Their review delved into the primordial role of these concerns demonstrated in developmental studies. Research suggests that infants as young as eight months demonstrate a sophisticated sense of social justice. In experiments, they showed a preference for puppets who assisted a helpful puppet, and who punished puppets that had exhibited antisocial behavior. Research on infants also points to the early roots of intergroup aggression, showing that, by nine months, infants preferred puppets who punish others who are unlike themselves.
“When you think of normal child development, you think of children becoming good natured and sociable,” Rochat says. “But there’s a dark side to becoming socialized. You create friends and other in-groups to the exclusion of others.”
Spiteful rivalry appears by at least age five or six, when research has shown that children will sometimes opt to maximize their gain over another child, even if they have to sacrifice a resource to do so.
By the time they reach adulthood, many people have learned to hide any tendencies for making a sacrifice just for spite, but they may be more open about making sacrifices that are considered pro-social.

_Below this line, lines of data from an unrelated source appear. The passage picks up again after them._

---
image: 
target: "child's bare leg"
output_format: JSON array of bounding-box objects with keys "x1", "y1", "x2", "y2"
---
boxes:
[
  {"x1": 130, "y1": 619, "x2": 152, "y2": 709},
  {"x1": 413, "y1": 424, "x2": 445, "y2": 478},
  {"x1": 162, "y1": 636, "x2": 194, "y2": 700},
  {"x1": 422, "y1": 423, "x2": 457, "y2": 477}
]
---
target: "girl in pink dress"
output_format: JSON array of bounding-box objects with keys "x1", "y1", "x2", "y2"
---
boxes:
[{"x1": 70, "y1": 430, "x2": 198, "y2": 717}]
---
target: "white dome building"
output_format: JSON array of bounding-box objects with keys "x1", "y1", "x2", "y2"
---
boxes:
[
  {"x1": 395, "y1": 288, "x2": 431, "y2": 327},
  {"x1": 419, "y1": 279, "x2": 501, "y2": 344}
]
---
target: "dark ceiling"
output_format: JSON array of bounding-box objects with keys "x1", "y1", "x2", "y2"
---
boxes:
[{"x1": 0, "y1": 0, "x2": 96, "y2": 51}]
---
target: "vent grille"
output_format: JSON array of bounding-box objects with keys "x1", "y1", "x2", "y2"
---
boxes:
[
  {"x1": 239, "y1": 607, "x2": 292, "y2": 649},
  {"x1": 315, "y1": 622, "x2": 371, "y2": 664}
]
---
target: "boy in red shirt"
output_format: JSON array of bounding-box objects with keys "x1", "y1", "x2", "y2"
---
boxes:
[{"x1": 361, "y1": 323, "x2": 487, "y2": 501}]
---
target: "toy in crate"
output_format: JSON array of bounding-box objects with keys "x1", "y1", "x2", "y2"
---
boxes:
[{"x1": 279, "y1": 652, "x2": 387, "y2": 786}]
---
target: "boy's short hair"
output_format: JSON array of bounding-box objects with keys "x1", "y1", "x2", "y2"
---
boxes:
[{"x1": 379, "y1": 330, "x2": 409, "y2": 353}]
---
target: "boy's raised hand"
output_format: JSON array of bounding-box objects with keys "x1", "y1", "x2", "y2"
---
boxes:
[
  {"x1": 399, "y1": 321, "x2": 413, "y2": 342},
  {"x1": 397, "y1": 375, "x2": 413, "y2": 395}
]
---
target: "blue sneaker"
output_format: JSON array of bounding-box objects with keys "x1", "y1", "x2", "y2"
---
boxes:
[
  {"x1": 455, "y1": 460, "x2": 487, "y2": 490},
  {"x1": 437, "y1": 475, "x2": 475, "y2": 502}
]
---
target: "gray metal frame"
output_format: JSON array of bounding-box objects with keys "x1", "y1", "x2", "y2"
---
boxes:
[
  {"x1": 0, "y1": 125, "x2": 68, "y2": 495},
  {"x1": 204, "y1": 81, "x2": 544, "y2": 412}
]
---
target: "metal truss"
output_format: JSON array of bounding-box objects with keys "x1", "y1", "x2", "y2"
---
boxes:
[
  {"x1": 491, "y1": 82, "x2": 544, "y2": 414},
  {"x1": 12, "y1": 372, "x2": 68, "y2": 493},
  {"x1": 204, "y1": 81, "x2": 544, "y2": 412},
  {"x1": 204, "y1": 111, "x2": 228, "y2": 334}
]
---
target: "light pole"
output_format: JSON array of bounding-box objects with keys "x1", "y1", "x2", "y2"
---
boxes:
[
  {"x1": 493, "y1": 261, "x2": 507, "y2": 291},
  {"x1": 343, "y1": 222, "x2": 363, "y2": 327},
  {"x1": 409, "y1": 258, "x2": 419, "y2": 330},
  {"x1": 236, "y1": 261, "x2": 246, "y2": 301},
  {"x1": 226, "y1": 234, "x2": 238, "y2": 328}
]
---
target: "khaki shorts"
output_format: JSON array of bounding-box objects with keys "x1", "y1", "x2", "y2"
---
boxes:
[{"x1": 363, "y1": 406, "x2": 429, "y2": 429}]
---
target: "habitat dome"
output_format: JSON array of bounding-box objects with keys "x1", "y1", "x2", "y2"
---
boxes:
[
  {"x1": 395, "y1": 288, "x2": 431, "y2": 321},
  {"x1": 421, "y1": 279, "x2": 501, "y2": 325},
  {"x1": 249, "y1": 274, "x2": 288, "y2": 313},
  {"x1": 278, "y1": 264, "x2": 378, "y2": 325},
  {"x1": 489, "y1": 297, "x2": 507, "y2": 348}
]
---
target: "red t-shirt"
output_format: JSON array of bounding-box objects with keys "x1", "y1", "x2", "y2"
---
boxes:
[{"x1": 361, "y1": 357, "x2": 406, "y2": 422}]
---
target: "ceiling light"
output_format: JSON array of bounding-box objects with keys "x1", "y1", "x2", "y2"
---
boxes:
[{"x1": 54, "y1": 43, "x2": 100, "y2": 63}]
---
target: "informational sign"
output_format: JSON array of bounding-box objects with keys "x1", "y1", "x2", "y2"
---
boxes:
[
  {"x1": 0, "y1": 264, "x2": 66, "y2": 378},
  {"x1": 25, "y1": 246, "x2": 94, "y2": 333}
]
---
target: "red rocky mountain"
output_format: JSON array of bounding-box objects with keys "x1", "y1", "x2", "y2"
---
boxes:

The review article posits a unifying, motivational theory: Concerns of self-evaluation, social identity and justice are the three motivators that drive people toward schadenfreude. What pulls people away from schadenfreude is the ability to feel empathy for others and to perceive them as fully human and to show empathy for them.
Ordinary people may temporarily lose empathy for others. But those with certain personality disorders and associated traits—such as psychopathy, narcissism or sadism—are either less able or less motivated to put themselves in the shoes of others.
“By broadening the perspective of schadenfreude, and connecting all of the related phenomena underlying it, we hope we’ve provided a framework to gain deeper insights into this complex, multi-faceted emotion,” Wang says.
“We all experience schadenfreude but we don’t like to think about it too much because it shows how ambivalent we can be to our fellow humans,” Rochat says. “But schadenfreude points to our ingrained concerns and it’s important to study it in a systematic way if we want to understand human nature.”